Informationen über Medienbesitzer veraltet oder unvollständig

Eine der größten Herausforderungen der MOM-Recherchen in Sri Lanka war der Zugang zu Informationen über Eigentümer. Medien sind nicht verpflichtet, ihre Besitzstrukturen etwa in ihren Zeitungen oder auf ihren Webseiten offenzulegen.

Zentrale Anlaufstelle während der Recherchen war das Unternehmensregister ROC, in dem Medienunternehmen registriert werden müssen. Zwar sind Informationen zur Besitzstruktur der Medienunternehmen hier zugänglich, die Daten einzusehen und zu ordnen hat jedoch viel Geld und Zeit gekostet. Viele der Unterlagen sind zudem unvollständig, nicht auf dem neuesten Stand und werden unter schlechten Bedingungen aufbewahrt. Das führt dazu, dass die zum Teil jahrzehntealten Dokumente, von denen es keine Kopien gibt, dem Verfall ausgesetzt sind.

Gewalt gegen Journalisten

Auf der aktuellen Rangliste der Pressefreiheit hat sich Sri Lanka im Vergleich zum Vorjahr um 10 Plätze verbessert und steht nun auf Rang 131 von 180 Staaten. Nach den Präsidentschaftswahlen im Januar 2015 kam eine neue Regierung an die Macht und löste Präsident Mahinda Rajapaksa ab, den Reporter ohne Grenzen auf die Liste der größten Feinde der Pressefreiheit weltweit gesetzt hatte. Während seiner Amtszeit war Gewalt gegen Journalisten weit verbreitet. Zwischen 2004 und 2015 wurden mehr als 20 Medienschaffende wegen ihrer Arbeit getötet. Seit dem Machtwechsel 2015 sind die gewalttätigen Übergriffe gegen Journalisten zurückgegangen, jedoch sind viele der früheren Journalistenmorde bisher ungestraft geblieben.
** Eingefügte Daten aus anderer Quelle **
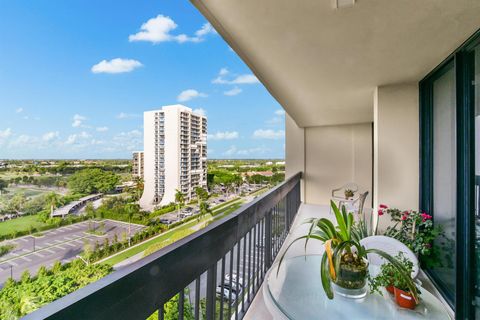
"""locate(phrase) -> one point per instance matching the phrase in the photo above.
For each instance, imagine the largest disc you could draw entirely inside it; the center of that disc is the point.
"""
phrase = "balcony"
(199, 261)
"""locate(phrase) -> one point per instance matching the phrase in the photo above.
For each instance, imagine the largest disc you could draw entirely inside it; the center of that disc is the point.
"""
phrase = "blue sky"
(76, 76)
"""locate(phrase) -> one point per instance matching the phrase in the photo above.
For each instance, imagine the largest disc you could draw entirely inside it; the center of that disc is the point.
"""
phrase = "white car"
(235, 279)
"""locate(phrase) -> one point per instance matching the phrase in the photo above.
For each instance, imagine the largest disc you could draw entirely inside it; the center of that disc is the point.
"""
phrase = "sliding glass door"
(450, 174)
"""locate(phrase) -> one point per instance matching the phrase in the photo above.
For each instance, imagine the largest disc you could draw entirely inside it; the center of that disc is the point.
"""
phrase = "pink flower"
(426, 217)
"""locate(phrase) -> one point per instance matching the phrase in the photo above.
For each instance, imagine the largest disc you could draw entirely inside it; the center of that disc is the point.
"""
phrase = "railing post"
(211, 298)
(268, 240)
Der Media Ownership Monitor – Ein globales Rechercheinstrument

Der Media Ownership Monitor ist ein internationales Projekt von Reporter ohne Grenzen, das mit Mitteln des Bundesministeriums für wirtschaftliche Zusammenarbeit und Entwicklung umgesetzt wird. Gemeinsam mit lokalen Partnerorganisationen wurde er seit 2015 in Albanien, Brasilien, Ghana, Kambodscha, Kolumbien, Marokko, Mexiko, Peru, Serbien, Tunesien, auf den Philippinen, in der Mongolei, der Türkei und der Ukraine durchgeführt. Neben Sri Lanka werden in diesem Jahr auch die Medienbesitzstrukturen in Ägypten, Libanon, Pakistan und Tansania untersucht. Die ROG-Partnerorganisation im Sri Lanka, Verité Research, ist ein unabhängiger Think Tank, der strategische Analysen in den Bereichen Wirtschaft, Medien, Recht und Politik in ganz Asien durchführt.